Tata himself fears that rising costs of steel and rubber could play havoc with the car's pricing. "My greatest fear is inflation. With steel and tyre prices going up, we can't hold the price that we have held emotionally," he said at the Auto Expo.
Another risk is a change in government regulations that could affect the prospects of the Nano. In the mid-1990s, Pune-based auto maker Kinetic developed a 700-cc, low-cost car but the plan had to be abandoned after the government revised excise regulations so that all automobiles above 650 cc pay a similar excise. With a 623-cc engine, the Nano is safe. For now. You never know what next month's Budget will bring.
Then, what works for small cars may not work with Land Rover and Jaguar. Tata Motors may not be able to take advantage of its low-cost manufacturing skills in the premium end - Ford may be unwilling to sell to a company that could shut plants in the UK immediately after the acquisition, given that trade unions play a vital role in clearing or opposing a deal.
"At least in the short-to-mid term, Tata will have to take the costs of manufacturing abroad into consideration," says an expert. KPMG's Nagporewalla, however, is confident that the company can leverage synergies like sourcing of components at cheaper prices from locations like India. "These will be really long term benefits," he says.

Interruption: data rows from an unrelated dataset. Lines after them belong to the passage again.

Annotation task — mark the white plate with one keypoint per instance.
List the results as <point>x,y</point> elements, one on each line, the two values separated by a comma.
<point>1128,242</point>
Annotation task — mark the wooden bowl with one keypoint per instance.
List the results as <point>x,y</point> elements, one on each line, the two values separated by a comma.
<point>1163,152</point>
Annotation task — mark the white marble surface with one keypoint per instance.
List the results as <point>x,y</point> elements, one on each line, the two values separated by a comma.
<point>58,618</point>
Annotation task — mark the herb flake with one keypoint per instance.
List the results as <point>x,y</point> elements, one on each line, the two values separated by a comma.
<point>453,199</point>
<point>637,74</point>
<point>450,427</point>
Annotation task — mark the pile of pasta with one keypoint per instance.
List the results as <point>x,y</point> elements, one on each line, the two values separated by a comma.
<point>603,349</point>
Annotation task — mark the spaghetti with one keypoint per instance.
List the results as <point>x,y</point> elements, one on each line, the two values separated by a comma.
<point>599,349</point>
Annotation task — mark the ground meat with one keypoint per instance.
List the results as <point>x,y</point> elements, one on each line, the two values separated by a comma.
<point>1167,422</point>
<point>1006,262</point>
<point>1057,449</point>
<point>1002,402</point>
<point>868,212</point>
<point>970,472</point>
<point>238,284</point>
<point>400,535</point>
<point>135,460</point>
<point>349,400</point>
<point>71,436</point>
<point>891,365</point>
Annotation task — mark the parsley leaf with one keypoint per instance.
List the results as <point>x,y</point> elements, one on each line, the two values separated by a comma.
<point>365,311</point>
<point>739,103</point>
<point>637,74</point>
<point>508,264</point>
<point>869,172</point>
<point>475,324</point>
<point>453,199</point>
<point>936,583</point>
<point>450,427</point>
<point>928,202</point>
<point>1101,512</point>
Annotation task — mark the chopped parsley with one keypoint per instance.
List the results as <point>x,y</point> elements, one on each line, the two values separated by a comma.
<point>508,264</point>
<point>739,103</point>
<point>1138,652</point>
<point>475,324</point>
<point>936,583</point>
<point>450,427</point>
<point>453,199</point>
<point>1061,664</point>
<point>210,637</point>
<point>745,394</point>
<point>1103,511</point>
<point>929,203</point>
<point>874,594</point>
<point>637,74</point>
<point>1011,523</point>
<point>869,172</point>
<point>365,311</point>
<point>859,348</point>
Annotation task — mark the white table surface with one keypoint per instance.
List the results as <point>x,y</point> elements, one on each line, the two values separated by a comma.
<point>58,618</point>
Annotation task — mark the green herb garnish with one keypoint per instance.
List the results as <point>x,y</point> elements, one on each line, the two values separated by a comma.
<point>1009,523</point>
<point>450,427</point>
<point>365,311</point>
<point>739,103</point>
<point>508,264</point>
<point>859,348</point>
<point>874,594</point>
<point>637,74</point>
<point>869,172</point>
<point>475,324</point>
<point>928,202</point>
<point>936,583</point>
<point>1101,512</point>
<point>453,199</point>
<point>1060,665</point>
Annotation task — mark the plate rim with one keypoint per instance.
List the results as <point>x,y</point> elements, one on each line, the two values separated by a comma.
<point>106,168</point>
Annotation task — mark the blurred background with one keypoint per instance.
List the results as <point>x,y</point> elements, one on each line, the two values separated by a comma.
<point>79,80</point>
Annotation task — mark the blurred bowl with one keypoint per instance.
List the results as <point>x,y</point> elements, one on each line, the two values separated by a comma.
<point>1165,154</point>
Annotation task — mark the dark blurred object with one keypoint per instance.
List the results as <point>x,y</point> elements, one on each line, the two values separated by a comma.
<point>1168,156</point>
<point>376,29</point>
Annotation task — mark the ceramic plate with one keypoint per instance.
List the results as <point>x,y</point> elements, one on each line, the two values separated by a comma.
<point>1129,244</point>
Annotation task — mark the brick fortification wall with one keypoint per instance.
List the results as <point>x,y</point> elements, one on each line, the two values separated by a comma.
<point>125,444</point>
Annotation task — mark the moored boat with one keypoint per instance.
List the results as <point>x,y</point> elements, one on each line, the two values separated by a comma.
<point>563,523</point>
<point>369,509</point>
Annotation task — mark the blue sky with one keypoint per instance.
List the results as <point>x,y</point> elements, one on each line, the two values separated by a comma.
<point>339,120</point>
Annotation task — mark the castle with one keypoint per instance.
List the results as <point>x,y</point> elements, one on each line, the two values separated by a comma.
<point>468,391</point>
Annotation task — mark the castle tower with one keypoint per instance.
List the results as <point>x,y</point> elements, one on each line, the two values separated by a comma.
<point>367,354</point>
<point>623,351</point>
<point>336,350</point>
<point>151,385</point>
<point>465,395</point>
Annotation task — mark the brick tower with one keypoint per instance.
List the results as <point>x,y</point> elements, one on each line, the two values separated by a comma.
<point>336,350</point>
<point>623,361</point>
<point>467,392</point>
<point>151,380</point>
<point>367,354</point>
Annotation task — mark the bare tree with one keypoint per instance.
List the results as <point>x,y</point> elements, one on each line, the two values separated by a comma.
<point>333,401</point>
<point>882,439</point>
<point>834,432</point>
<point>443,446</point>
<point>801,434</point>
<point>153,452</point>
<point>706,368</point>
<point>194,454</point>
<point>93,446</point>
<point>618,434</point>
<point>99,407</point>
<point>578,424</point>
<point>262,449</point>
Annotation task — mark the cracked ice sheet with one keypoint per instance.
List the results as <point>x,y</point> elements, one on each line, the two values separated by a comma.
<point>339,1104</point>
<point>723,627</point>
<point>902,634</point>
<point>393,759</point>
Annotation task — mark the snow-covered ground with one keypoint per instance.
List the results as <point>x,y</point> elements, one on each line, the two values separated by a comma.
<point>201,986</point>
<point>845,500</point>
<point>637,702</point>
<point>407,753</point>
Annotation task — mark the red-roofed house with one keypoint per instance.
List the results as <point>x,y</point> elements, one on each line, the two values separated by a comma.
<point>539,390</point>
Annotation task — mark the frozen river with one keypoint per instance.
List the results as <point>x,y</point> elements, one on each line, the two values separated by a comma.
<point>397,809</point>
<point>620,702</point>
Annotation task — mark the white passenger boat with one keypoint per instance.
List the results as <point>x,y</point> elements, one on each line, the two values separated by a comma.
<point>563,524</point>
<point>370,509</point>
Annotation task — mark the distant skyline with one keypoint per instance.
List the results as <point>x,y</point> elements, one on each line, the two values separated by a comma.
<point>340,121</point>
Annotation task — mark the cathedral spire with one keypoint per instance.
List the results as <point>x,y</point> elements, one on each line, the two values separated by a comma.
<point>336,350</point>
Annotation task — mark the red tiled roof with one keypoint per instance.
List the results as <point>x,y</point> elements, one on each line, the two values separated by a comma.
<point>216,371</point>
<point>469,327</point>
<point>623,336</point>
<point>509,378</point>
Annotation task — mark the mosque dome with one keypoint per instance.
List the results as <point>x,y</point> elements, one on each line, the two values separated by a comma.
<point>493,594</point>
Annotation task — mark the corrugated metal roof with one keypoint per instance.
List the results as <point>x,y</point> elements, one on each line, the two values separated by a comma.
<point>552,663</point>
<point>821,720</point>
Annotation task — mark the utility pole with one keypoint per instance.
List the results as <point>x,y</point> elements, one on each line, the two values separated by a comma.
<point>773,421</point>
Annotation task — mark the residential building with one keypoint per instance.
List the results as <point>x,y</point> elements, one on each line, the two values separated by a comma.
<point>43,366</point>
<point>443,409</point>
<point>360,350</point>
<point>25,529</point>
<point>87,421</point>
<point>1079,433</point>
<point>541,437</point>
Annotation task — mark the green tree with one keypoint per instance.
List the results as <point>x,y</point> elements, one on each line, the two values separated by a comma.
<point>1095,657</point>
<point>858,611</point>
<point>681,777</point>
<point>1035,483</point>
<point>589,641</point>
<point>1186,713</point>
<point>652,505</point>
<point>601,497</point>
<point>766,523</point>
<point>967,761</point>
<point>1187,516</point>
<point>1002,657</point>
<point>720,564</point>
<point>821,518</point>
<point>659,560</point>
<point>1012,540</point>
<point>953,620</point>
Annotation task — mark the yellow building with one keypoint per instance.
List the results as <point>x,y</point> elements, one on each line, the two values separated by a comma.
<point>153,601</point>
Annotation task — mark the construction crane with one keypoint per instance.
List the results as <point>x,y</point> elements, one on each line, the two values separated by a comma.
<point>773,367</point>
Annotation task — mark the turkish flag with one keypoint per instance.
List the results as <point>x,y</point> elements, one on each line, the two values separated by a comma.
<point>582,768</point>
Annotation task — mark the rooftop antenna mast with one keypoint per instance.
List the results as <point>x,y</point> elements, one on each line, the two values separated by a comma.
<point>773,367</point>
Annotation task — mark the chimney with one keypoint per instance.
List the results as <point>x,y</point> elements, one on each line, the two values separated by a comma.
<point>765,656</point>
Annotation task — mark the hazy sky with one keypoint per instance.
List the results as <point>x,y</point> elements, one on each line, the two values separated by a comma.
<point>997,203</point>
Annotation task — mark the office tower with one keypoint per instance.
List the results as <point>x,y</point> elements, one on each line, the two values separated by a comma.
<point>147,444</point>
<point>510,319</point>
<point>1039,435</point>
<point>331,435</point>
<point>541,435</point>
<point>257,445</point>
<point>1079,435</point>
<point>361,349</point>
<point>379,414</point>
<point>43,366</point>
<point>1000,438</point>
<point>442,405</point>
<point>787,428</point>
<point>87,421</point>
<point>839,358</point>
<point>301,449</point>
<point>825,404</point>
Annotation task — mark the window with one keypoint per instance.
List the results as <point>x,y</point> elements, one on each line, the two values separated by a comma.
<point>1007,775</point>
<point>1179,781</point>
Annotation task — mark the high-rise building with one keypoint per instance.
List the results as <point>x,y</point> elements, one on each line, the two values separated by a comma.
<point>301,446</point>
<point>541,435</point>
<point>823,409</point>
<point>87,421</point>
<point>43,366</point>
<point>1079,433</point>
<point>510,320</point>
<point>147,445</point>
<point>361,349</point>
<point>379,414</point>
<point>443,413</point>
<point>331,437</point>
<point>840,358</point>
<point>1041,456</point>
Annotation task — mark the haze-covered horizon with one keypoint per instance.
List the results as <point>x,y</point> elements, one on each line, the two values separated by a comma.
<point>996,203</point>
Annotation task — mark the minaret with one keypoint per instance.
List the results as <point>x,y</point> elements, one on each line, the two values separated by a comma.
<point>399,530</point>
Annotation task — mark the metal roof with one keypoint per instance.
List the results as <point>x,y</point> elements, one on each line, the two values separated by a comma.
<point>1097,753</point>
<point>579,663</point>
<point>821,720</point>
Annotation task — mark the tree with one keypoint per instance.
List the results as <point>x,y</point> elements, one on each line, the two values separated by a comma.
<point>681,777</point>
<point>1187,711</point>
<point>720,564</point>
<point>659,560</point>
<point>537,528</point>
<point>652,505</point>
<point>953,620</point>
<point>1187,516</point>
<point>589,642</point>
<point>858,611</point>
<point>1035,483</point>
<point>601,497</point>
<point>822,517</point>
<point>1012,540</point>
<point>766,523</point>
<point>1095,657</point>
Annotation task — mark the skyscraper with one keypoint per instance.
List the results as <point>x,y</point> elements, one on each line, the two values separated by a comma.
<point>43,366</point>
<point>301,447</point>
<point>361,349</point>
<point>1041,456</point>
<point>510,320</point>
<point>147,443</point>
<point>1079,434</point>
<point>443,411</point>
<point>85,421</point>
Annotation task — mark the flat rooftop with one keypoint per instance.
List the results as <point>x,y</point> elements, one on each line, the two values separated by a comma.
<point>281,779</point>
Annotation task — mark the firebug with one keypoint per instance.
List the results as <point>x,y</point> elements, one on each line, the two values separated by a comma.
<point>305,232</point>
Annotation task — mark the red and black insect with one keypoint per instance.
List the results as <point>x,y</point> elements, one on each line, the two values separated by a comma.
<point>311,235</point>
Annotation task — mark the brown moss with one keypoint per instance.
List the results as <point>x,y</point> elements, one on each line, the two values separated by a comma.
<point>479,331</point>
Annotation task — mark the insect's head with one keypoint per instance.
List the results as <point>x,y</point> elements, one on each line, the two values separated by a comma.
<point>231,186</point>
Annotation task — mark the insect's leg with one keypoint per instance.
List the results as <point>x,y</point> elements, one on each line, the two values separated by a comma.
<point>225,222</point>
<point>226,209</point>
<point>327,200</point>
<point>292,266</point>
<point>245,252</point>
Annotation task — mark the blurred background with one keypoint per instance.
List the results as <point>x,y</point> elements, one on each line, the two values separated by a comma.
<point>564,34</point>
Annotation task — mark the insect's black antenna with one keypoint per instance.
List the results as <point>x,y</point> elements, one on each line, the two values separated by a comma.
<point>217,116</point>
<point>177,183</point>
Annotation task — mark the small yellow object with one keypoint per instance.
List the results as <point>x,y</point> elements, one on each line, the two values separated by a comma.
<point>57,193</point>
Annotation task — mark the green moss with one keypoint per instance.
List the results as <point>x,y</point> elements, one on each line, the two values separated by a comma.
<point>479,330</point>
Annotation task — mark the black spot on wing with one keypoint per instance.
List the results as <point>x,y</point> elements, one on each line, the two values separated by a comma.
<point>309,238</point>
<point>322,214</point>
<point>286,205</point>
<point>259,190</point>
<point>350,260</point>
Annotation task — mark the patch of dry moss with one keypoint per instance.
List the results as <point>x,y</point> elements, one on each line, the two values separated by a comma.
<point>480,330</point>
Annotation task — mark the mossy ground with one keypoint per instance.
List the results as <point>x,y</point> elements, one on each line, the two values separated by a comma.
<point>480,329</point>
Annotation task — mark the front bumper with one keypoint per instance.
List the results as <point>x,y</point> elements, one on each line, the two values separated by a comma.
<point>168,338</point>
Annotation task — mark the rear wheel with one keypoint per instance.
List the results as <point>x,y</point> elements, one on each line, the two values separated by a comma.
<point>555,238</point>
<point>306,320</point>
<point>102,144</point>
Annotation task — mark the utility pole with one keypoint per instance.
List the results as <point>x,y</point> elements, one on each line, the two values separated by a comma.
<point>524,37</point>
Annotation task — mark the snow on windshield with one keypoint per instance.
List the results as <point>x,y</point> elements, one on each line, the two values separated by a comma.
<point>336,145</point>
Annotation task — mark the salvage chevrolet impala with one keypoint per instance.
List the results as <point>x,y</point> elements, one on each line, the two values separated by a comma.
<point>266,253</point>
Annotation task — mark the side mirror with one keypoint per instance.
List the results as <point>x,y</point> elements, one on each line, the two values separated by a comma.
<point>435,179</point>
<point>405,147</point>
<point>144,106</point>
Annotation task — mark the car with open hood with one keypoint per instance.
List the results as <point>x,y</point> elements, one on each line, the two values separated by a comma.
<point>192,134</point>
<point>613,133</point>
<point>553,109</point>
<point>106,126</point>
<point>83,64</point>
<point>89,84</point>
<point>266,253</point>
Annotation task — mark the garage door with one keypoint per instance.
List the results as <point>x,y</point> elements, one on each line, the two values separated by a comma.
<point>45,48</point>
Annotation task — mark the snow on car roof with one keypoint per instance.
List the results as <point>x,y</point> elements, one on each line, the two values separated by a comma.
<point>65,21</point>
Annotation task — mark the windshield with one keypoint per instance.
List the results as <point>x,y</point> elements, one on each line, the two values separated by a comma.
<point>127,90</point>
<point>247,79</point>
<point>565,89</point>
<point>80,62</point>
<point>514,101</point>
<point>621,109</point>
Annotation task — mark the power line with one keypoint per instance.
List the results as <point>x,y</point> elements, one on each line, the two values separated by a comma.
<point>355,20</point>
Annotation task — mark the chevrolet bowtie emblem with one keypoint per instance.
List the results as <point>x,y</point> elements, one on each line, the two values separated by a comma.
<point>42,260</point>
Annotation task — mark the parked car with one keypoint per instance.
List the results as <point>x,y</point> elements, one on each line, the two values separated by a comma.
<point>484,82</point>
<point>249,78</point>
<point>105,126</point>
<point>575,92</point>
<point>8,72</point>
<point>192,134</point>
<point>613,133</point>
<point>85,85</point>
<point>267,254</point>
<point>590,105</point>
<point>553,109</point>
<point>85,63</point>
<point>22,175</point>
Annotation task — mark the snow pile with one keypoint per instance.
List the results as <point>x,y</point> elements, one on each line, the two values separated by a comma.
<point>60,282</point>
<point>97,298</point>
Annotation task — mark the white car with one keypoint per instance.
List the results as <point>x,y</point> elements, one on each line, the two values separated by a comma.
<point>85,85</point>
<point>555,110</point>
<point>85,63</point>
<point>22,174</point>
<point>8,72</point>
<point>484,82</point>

The other issue is the current performance of both the brands. While Land Rover is a profitable machine, the same cannot be said about Jaguar - according to the IndiaKnowledge@Wharton report, Land Rover is expected to post profits in excess of $1 billion for 2007, while Jaguar's losses are estimated at $500 million for the same period. Nagporewalla, however, maintains these are good buys.
"Buying now will get the Tatas two global brands at a very fair price. They will get better operating efficiency," he says. That remains to be seen. Meanwhile, there's no doubt that Tata Motors has an interesting ride ahead.